The Rescued Chibok girl to meet Buhari in Abuja

The first of the missing Nigerian schoolgirls to be rescued since her capture two years ago is to meet President Muhammadu Buhari.
Amina Ali Nkeki, 19, was found with a baby by an army-backed vigilante group on Tuesday in the huge Sambisa Forest, close to the border with Cameroon.
She was one of 219 pupils missing since they were abducted from a secondary school in eastern Chibok in April 2014.
They were taken by the Islamist militant group Boko Haram.
On Wednesday, Amina and her four-month-old baby were flown by the Nigerian Air Force Maiduguri – the capital of Borno state.
Earlier, they were examined at a local military facility.
Amina – who has had an emotional reunion with her mother – is expected to arrive in the country’s capital Abuja later on Thursday to meet President Buhari.
Buhari’s spokesman said the young woman would then be helped to reintegrate into society.
Amina was reportedly recognised by a fighter of the Civilian Joint Task Force (JTF), a vigilante group set up to help fight Boko Haram.
She was with a suspected Boko Haram fighter who is now in the Nigerian military’s custody. Named as Mohammed Hayatu, he said he was Amina’s husband.
Hosea Abana Tsambido, the chairman of the Chibok community in the capital, Abuja, told the BBC that Amina had been found after venturing into the forest to search for firewood.
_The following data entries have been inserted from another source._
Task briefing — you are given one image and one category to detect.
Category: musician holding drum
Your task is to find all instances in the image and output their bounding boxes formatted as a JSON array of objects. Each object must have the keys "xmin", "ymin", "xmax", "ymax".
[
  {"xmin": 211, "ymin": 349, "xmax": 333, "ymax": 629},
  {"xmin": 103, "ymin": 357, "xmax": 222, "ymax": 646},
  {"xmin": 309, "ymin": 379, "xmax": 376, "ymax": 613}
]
“She was saying… all the Chibok girls are still there in the Sambisa except six of them that have already died.”
During the April 2014 attack, Boko Haram gunmen arrived in Chibok late at night, then raided the school dormitories and loaded 276 girls on to trucks.
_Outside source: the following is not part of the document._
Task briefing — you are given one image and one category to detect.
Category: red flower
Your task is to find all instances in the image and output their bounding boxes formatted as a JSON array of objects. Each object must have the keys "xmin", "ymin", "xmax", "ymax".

More than 50 managed to escape within hours, mostly by jumping off the lorries and running off into roadside bushes.
A video broadcast by CNN in April this year appeared to show some of the kidnapped schoolgirls alive.
Fifteen girls in black robes were pictured. They said they were being treated well but wanted to be with their families.
The video was allegedly shot on Christmas Day 2015 and some of the girls were identified by their parents.
The Chibok schoolgirls, many of whom are Christian, had previously not been seen since May 2014, when Boko Haram released a video of about 130 of them gathered together reciting the Koran.
The abduction led to the #BringBackOurGirls campaign, which was supported by US First Lady Michelle Obama and Pakistani activist Malala Yousafzai.